Friends, peace be with you.
If you walk into the parish hall, you may notice something new sitting in one of the corners. It is a 1972 Wicks practice pipe organ. I was able to purchase it in a recent auction for Iowa Wesleyan University. We were hoping to get an organ for the chapel when we celebrate First Saturday Mass and, at first, we thought this would work there. I put a very low bid ($25) on the website and contacted an organ tuning and building company I trust out of Chicago called Bogue Services. Aaron, one of the technicians with whom I worked in Bellevue, called me and told me he had seen similar organs sell for anywhere from $5000-$8000. In the following days, I kept an eye on it to see how much it would go for.
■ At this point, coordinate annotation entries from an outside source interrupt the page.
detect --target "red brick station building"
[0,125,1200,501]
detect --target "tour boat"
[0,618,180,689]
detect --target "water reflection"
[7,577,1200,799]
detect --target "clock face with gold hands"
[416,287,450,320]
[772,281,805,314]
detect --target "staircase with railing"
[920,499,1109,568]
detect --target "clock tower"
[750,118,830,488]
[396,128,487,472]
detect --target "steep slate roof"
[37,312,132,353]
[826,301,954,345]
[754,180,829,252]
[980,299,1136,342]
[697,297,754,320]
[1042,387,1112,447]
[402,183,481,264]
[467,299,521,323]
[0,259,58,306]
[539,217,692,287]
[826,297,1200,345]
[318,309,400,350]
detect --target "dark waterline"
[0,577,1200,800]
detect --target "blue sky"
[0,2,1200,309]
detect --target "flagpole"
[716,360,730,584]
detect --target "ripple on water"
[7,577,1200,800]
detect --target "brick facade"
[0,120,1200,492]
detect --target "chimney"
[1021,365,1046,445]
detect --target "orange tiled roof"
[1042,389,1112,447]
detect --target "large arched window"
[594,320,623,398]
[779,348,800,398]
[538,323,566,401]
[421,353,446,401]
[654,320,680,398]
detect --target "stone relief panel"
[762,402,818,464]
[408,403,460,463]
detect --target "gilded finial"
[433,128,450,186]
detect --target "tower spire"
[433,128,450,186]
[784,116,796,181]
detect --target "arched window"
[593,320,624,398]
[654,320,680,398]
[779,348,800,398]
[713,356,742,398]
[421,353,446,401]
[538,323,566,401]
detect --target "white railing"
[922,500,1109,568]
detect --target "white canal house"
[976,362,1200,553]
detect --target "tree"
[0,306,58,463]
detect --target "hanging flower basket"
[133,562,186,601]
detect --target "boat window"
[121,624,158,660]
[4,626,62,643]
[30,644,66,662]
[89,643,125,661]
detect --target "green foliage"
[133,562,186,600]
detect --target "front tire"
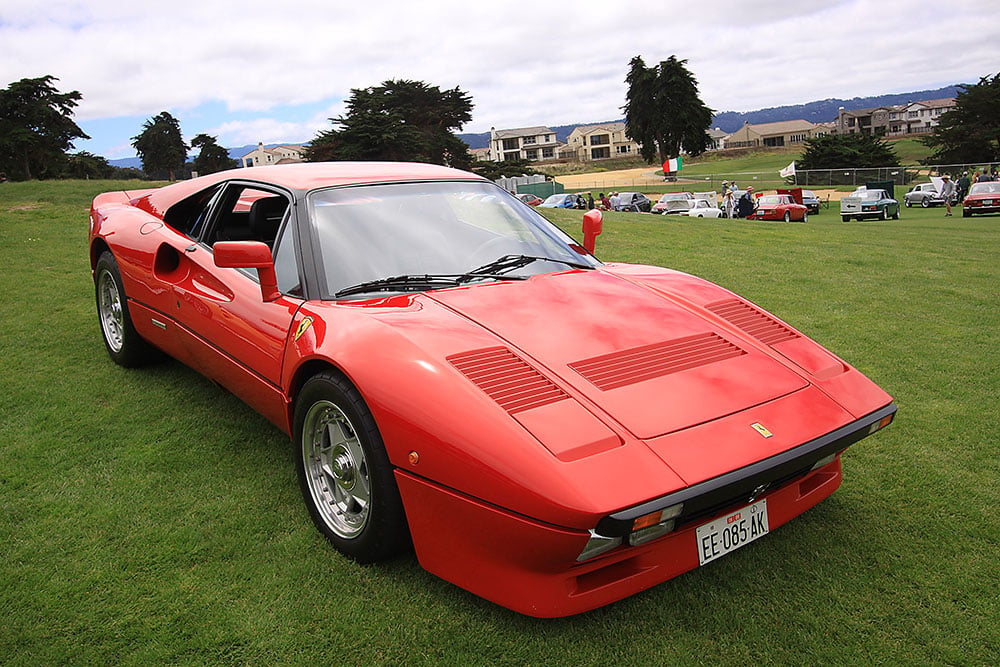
[94,251,158,368]
[294,371,408,563]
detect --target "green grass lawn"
[0,181,1000,666]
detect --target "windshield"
[309,181,599,298]
[659,192,690,204]
[969,181,1000,195]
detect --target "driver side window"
[203,184,289,248]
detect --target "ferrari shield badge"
[294,316,312,340]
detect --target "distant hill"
[458,85,958,148]
[108,85,958,169]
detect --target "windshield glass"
[969,181,1000,195]
[309,182,599,298]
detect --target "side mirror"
[212,241,281,301]
[583,208,604,255]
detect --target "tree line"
[0,67,1000,180]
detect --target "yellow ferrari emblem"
[295,317,312,340]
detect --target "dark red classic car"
[89,162,896,616]
[747,195,809,222]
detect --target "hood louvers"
[705,299,799,345]
[570,332,746,391]
[448,347,569,415]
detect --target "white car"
[653,192,694,215]
[681,199,722,218]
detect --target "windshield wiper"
[333,255,594,299]
[458,255,594,282]
[333,269,526,299]
[333,274,459,298]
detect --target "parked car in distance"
[653,192,694,215]
[778,188,820,213]
[747,195,809,222]
[618,192,653,213]
[802,190,820,213]
[903,179,957,208]
[962,181,1000,218]
[840,187,899,222]
[538,192,576,208]
[679,199,722,218]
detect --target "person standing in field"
[956,171,971,203]
[941,174,955,216]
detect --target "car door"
[172,182,302,407]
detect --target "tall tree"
[132,111,188,181]
[798,132,899,169]
[191,134,237,176]
[0,75,90,179]
[306,80,473,169]
[622,56,712,163]
[923,74,1000,164]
Normally, I would have convened a meeting with the finance council to get advice for how much we would spend but this all went rather quickly and I didn’t think anyone on the council would have particular expertise when it comes to the price of organs. Therefore, I stuck with the experts and decided not to spend more than $5000. In the end, I was able to acquire it for $2500 and I got Aaron and his brother to move the organ from Mount Pleasant to Cedar Rapids, clean it up, and tune it. They are working on designing a possible moveable platform under it in case we’d want to move it closer to the chapel for First Saturday. Its footprint and height make it impossible to to actually move into the chapel but it could sit in the hallway outside the parish hall with the doors open between there and the chapel to lead us in song.
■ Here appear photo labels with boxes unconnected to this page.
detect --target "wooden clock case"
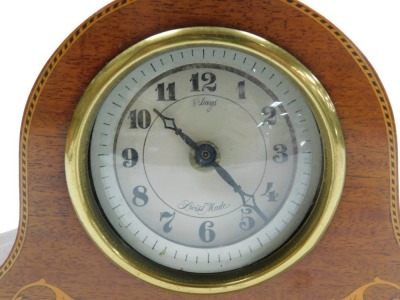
[0,0,400,299]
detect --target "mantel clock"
[0,0,400,299]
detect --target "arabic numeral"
[156,82,176,101]
[128,109,151,129]
[199,221,215,243]
[190,72,217,92]
[122,148,139,168]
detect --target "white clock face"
[90,39,323,273]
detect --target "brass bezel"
[65,27,346,294]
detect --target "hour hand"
[153,108,197,150]
[212,162,269,222]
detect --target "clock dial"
[90,45,322,272]
[65,28,343,291]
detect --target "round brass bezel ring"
[65,27,346,294]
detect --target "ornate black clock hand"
[212,161,269,222]
[153,108,198,150]
[153,109,269,222]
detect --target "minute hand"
[153,108,197,150]
[212,162,268,222]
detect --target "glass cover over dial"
[89,31,323,273]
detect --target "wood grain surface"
[0,0,400,300]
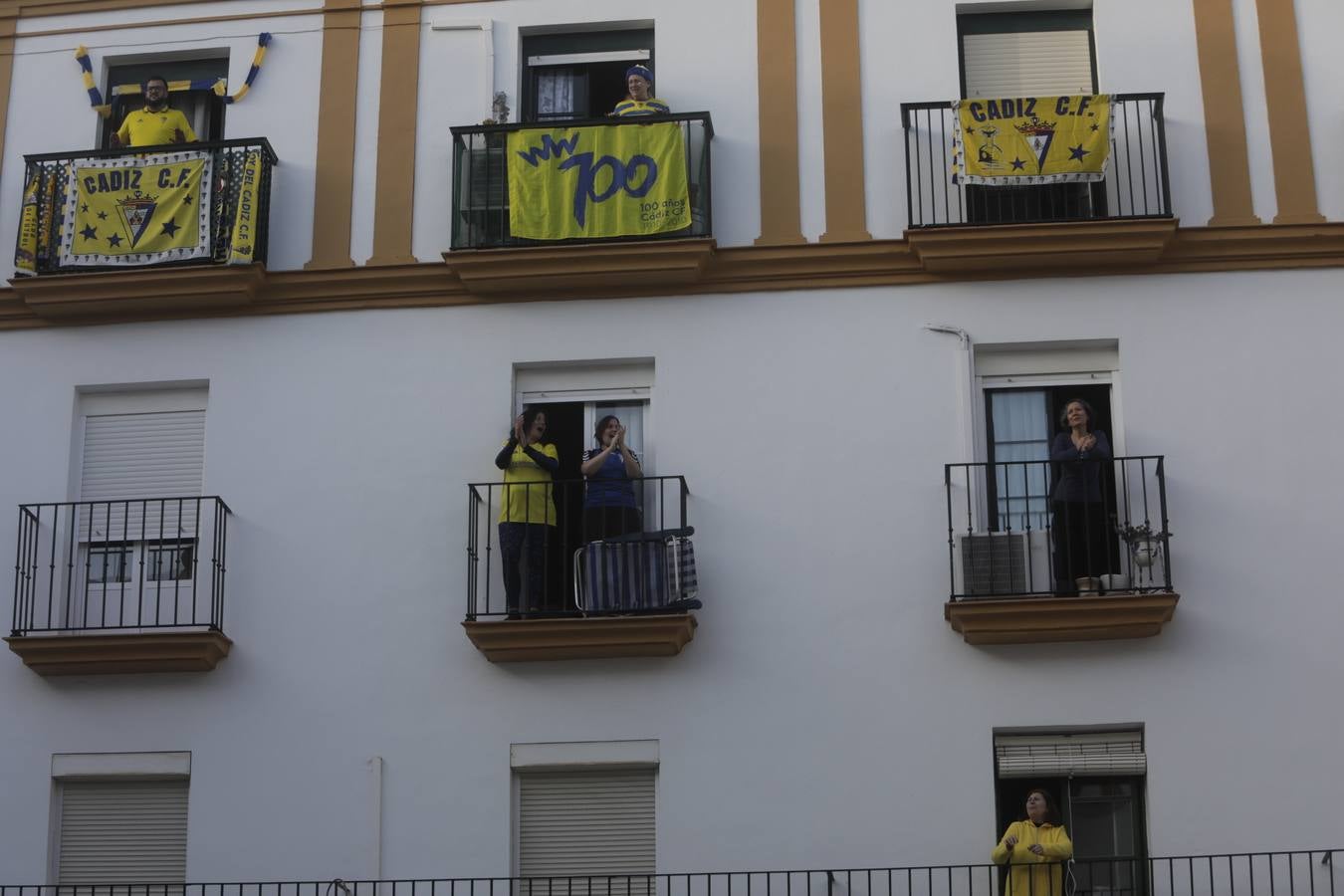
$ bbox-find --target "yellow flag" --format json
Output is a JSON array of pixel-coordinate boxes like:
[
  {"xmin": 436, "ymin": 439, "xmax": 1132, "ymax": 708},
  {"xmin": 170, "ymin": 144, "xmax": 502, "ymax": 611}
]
[
  {"xmin": 61, "ymin": 151, "xmax": 211, "ymax": 268},
  {"xmin": 508, "ymin": 122, "xmax": 691, "ymax": 239},
  {"xmin": 956, "ymin": 94, "xmax": 1110, "ymax": 184}
]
In its current place, it will be useful for choir practice and as a warm-up site for musicians before Masses. Currently, the musicians have to climb the stairs next to my apartment to a second-floor room with a keyboard in it. My hope is that, in the not too distant future, this room will become part of my living space so that a guest or a summer seminarian would have a place to watch TV or read a book that is separate from the living room. Currently, having a guest is quite challenging for me because there isn’t much privacy up there.
I could also see it being used for the CGS Christmas pageant instead of having it in the church. Connor Miller, our liturgist, may use it to help future organists learn how to play. And I would love to see it used by local musicians to have concerts or recitals in our social hall. I intend to invite the Mt. Mercy choir to come and do a concert in our social hall using it. The hope is to bless it as part of our upcoming parish picnic.
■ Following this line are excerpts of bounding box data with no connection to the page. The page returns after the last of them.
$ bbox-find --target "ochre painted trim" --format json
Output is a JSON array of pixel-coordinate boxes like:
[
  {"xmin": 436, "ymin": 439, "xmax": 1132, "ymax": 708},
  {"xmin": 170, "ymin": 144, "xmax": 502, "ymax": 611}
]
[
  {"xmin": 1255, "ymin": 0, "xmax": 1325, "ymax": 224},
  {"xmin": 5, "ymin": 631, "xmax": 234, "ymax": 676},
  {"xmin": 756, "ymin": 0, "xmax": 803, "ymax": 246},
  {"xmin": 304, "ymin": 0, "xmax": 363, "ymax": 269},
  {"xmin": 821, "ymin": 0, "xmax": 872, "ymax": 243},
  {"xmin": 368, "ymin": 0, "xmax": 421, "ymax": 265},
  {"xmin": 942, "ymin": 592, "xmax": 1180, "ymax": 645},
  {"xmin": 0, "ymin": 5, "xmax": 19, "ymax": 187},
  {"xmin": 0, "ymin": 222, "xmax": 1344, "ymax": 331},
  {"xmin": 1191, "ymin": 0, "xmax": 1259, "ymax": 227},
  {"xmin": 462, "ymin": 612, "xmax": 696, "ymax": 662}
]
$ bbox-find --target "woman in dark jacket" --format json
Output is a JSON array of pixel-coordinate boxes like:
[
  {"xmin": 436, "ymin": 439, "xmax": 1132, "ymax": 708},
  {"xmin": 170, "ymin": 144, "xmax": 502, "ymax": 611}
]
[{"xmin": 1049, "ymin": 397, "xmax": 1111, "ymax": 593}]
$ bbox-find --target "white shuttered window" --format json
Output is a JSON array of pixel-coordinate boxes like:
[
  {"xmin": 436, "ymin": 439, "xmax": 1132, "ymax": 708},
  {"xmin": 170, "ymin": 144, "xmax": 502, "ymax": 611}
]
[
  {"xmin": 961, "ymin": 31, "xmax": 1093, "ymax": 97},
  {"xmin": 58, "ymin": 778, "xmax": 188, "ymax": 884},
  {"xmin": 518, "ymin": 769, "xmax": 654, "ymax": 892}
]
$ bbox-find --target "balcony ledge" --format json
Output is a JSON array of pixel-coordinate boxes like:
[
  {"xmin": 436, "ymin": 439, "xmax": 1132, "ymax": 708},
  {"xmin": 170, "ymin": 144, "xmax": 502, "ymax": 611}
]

One request I have is for everyone, not just the kids, to refrain from playing around with it. It may be tempting to touch the pipes or even turn it on and start to play it but it is a fairly sensitive instrument. Moving the pipes affects their tuning. There are also all kinds of small wires that affect how much air goes where and, if they break or get pulled out, we have to call Chicago to come fix them. Connor Miller is in charge of that little machine and gets to determine who plays it. If you want to learn how to play it, he may even be willing to do so.